Chantelle Andersen, Woven Wool Amauti, 2012, wool, cloth, 149.9 x 142.2 cm. Collection of Karen Schreiber. Photo: Ned Pratt Photography. Copyright © 2017 Reproduced from SakKijâjuk: Art and Craft from Nunatsiavut courtesy of Goose Lane Editions

 

Instead of the conventional single dancing bear, for example, Ephraim Jararuse’s Dancing Bears (2012) are engaged in a stylized tango. Opting to use Western weaving techniques instead of sealskin, Chantelle Andersen has created a woven amauti with a weave structure that could only be designed by computer.
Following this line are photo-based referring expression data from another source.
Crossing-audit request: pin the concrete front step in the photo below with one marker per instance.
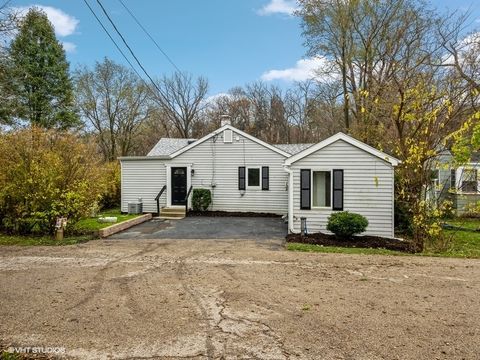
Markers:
(171, 217)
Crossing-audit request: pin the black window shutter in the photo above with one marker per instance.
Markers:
(337, 190)
(453, 179)
(305, 185)
(265, 178)
(241, 178)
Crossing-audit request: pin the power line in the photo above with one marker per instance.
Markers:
(150, 36)
(112, 39)
(128, 47)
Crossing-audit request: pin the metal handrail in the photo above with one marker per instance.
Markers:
(157, 198)
(186, 199)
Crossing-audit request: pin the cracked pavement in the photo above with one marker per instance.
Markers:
(214, 299)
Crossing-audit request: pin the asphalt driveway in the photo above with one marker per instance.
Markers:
(230, 299)
(199, 227)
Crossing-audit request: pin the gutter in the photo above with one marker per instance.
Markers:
(290, 197)
(133, 158)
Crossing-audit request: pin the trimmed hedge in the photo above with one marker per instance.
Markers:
(201, 199)
(345, 224)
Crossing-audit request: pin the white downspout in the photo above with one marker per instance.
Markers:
(290, 197)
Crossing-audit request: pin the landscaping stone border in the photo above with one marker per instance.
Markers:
(115, 228)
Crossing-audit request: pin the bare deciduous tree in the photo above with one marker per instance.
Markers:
(181, 100)
(114, 102)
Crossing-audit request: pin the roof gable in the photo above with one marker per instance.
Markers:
(348, 139)
(293, 149)
(167, 146)
(225, 127)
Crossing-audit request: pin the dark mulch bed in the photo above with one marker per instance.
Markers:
(357, 241)
(231, 213)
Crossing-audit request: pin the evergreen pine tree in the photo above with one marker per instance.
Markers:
(43, 91)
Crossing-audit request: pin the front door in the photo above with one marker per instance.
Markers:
(179, 185)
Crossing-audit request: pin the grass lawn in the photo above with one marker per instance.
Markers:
(91, 224)
(86, 229)
(465, 244)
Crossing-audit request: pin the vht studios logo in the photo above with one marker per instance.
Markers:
(36, 350)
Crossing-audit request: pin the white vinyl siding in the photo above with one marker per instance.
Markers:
(368, 187)
(216, 163)
(143, 179)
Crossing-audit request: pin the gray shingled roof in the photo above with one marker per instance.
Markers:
(292, 149)
(167, 146)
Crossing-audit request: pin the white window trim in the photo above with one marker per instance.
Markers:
(259, 177)
(225, 139)
(331, 189)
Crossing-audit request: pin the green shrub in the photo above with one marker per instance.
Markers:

And Davidee Ningeok’s Residential School Nightmare (2015) uses traditional serpentinite and bone to depict a disturbing infliction of corporal punishment.

Although SakKijâjuk is partially a cultural study, it falls squarely into the category of attractive art book. The vellum dustjacket features Chesley Flowers’ enchanting The George River Herd (1995–1996), and each of the forty-seven artists has been introduced with a thoughtful text. The images are generally presented full-page or on two-page spreads, with enough white space around them to let them breathe. There is also a map at the back to help orient those of us who vaguely know where Nunatsiavut is, but can’t quite picture it.

“Artistic practices have always been present in our communities,” Jenna Joyce Broomfield writes in her essay, “but it is only recently that these practices have been recognized as art.” SakKijâjuk is thus a welcome showcase, making visible to the rest of us what has been there all along.

SakKijâjuk: Art and Craft from Nunatisavut was published in 2017 by Goose Lane Press, and is available from the NGC Boutique. The tour of the same name, organized by The Rooms in Newfoundland, was first presented in St. John’s, Newfoundland, and is currently touring across Canada.